Il a comparé les divers états de la société où l’on fait bonne chère avec ceux où l’on se nourrit mal, et en a parcouru l’échelle tout entière. Il a également comparé entre eux les divers arrondissements de Paris où l’aisance est plus ou moins généralement répandue, et où l’on sait que, sous ce rapport, il existe une extrême différence, comme, par exemple, entre le faubourg Saint-Marceau et la Chaussée-d’Antin.
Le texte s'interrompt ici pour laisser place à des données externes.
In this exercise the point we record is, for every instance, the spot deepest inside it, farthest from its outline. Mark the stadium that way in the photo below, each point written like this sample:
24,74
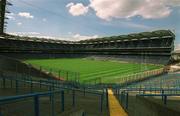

Enfin, le docteur a poussé ses recherches jusqu’aux départements de la France, et comparé, sous le même rapport, ceux qui sont plus ou moins fertiles : partout il a obtenu pour résultat général que la mortalité diminue dans la même proportion que les moyens qu’on a de se bien nourrir augmentent, et qu’ainsi ceux que la fortune soumet au malheur de se mal nourrir peuvent du moins être sûrs que la mort les en délivrera plus vite.

Les deux extrêmes de cette progression sont que, dans l’état de la vie le plus favorisé, il ne meurt dans un an qu’un individu sur cinquante, tandis que, parmi ceux qui sont les plus exposés à la misère, il en meurt un sur quatre dans le même espace de temps.

Ce n’est pas que ceux qui font excellente chère ne soient jamais malades, hélas ! ils tombent aussi quelquefois dans le domaine de la Faculté, qui a coutume de les désigner sous la qualification de bons malades ; mais comme ils ont une plus grande dose de vitalité, et que toutes les parties de l’organisation sont mieux entretenues, la nature a plus de ressources, et le corps résiste incomparablement mieux à la destruction.

Cette vérité physiologique peut également s’appuyer sur l’histoire qui nous apprend que toutes les fois que des circonstances impérieuses, telles que la guerre, les siéges, le dérangement des saisons, ont diminué les moyens de se nourrir, cet état de détresse a toujours été accompagné de maladies contagieuses et d’un grand surcroît de mortalité.

La caisse Lafarge, si connue des Parisiens, aurait sans doute prospéré, si ceux qui l’ont établie avaient fait entrer dans leurs calculs la vérité de fait développée par le docteur Villermet.

Ils avaient calculé la mortalité d’après les tables de Buffon, de Parcieux et autres, qui sont toutes établies sur des nombres pris dans toutes les classes et dans tous les âges d’une population. Mais comme ceux qui placent des capitaux pour se faire un avenir ont en général échappé aux dangers de l’enfance, et sont accoutumés à un ordinaire réglé, soigné, et quelquefois succulent, la mort n’a pas donné, les espérances ont été déçues, et la spéculation a manqué.

Cette cause n’a sans doute pas été la seule, mais elle est élémentaire.

Cette dernière observation nous a été fournie par M. le professeur Pardessus.

M. du Belloy, archevêque de Paris, qui a vécu près d’un siècle, avait un appétit assez prononcé ; il aimait la bonne chère, et j’ai vu plusieurs fois sa figure patriarcale s’animer à l’arrivée d’un morceau distingué. Napoléon lui marquait, en toute occasion, déférence et respect.


  1. Les meilleures liqueurs de France se faisaient à la Côte, chez les Visitandines ; celles de Niort ont inventé la confiture d’angélique ; on vante les pains de fleur d’oranger des sœurs de Château-Thierry ; et les Ursulines de Belley avaient pour les noix confites une recette qui en faisait un trésor d’amour et de friandise. Il est à craindre, hélas ! qu’elle ne soit perdue.